All my cages have forced venting from axial fans mounted under the heat bulb to pull warm air out of the cage and replace it with cooler room air from the vent on the far end. This prevents heat creep from overheating the whole cage and leaving the snake no where to escape the heat. My snakes bask under warm bulbs and capture radiant heat just like in the wild rather than living in warm air.

Expect to see an intelligent, spirited snake--one that demands and deserves a genuine commitment to care if it is to thrive, but one of the most rewarding relationships a keeper can have with captive wildlife. Just don't expect the racer to like you any time soon. Many racers and coachwhips tame with handling and even seem to appreciate it but it's a longer process than with a Ball Python and it's likely that, as in the Oscar-winning film, there will be blood.

KevColubrid May 29, 2008 10:50 PM

"Many racers and coachwhips tame with handling and even seem to appreciate it but it's a longer process than with a Ball Python and it's likely that, as in the Oscar-winning film, there will be blood."

Well said! I've kept numerous yellow bellied racers, adults and juvies both, and I think the same can be said for both of them. They don't like being watched while they eat. I had a young blue racer that I kept for over a year. I knew he was eating, because I'd throw two or three pinkies into his cage, and come back later to find them gone, and him fatter. But never once did I ever see him eat, and if I was present, he wouldn't eat. The same went for the juvenilles I kept, I could get them to eat pinkies without much of a problem just so long as they were small enough. But they were very sensitive to being watched.
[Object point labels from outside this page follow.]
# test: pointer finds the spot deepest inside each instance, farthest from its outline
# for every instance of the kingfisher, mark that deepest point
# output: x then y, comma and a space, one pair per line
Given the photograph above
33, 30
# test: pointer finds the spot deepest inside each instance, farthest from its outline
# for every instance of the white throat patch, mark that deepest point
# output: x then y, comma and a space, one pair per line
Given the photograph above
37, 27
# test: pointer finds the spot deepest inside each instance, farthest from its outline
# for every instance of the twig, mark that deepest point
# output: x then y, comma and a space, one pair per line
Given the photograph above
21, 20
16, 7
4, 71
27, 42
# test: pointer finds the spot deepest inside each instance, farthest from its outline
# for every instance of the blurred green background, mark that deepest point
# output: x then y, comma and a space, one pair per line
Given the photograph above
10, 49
The same cannot be said for the coachwhips that I keep. It's like a shark frenzy

Kevin

53kw May 30, 2008 07:17 PM

I agree that racers are twitchy about being watched while eating, like Grandma at the family reunion--"Don't take my picture while I have food in my mouth!" My racers will occasionally feed while I watch but I have to remain motionless. The exceptions were two Blue Racers I conditioned last year for an associate who runs a nature center. They arrived from a dealer and were on the thin side. A few live fuzzy mice convinced them to eat everything in sight and the female, who was more agressive, actually came out of the cage in pursuit of a defrosted mouse held in forceps, dropped into a bucket, tolerated having the lid of the bucket put on and still ate her mouse while the male was being fed. Beast. After they gained enough weight to send on their way, I heard from their new caretaker that they are still shameless feeders, although he does offer baby quail, and who could resist that?

My coachwhips fit the description you offered, too. One dislikes the forceps and will sometimes reach around the defrosted mouse and strike the forceps. If I drop the mouse the snake goes right to it and eats it. I wonder if he knows the forceps are holding the mouse and he hits them to make them drop it. He occasionally shakes a mouse like a dog with a rag toy--once threw a mouse several feet out of his cage before I got the door closed (he just lost his grip--fumble! He ate it when I offered it again. Butterfangs) The other male Western just pounds food as soon as the door so much as cracks open. Looking into those coachwhip eyes, I believe he's certain he can get my head into his mouth if I just give him the chance. I think I will not give him the chance. I do have kind of a pin head--what if he's right?